LONDON — Leaving Israel is easier, Shira Z. Carmel thinks, by saying it's just for now. But she knows better.
For the Israeli-born singer and an increasing number of relatively well-off Israelis, the Oct. 7, 2023 Hamas attack shattered any sense of safety and along with it, Israel's founding promise: to be the world's safe haven for Jews. That day, thousands of Hamas militants blew past the country's border defenses, killed 1,200 people and dragged 250 more into Gaza in a siege that caught the Israeli army by surprise and stunned a nation that prides itself on military prowess. This time, during what became known as Israel's 9/11, the army didn't come for hours.
Ten days later, a pregnant Carmel, her husband and their toddler boarded a flight to Australia, which was looking for people in her husband's profession. And they spun the explanation to friends and family as something other than permanent — ''relocation" is the easier-to-swallow term — acutely aware of the familial strain and the shame that have shadowed Israelis who leave for good.
''We told them we're going to get out of the line of fire for awhile,'' Carmel said more than a year later from her family's new home in Melbourne. ''It wasn't a hard decision. But it was very hard to talk to them about it. It was even hard to admit it to ourselves."

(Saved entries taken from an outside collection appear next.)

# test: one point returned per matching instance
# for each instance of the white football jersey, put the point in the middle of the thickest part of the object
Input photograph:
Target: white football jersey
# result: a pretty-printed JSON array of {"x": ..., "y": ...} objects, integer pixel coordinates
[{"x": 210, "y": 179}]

Thousands of Israelis have left the country since Oct. 7, 2023, according to government statistics and immigration tallies released by destination countries such as Canada and Germany. There's concern about whether it will drive a ''brain drain'' in sectors like medicine and tech. Migration experts say it's possible people leaving Israel will surpass the number of immigrants to Israel in 2024, according to Sergio DellaPergola, a statistician and professor emeritus of Hebrew University in Jerusalem.
''In my view, this year people entering will be smaller than the total of the exit," he said. ''And this is quite unique in the existence of the State of Israel.''
Early information points to a surge of Israelis leaving
The Oct. 7 effect on Israeli emigration is enough for prominent Israelis to acknowledge the phenomenon publicly — and warn of rising antisemitism elsewhere.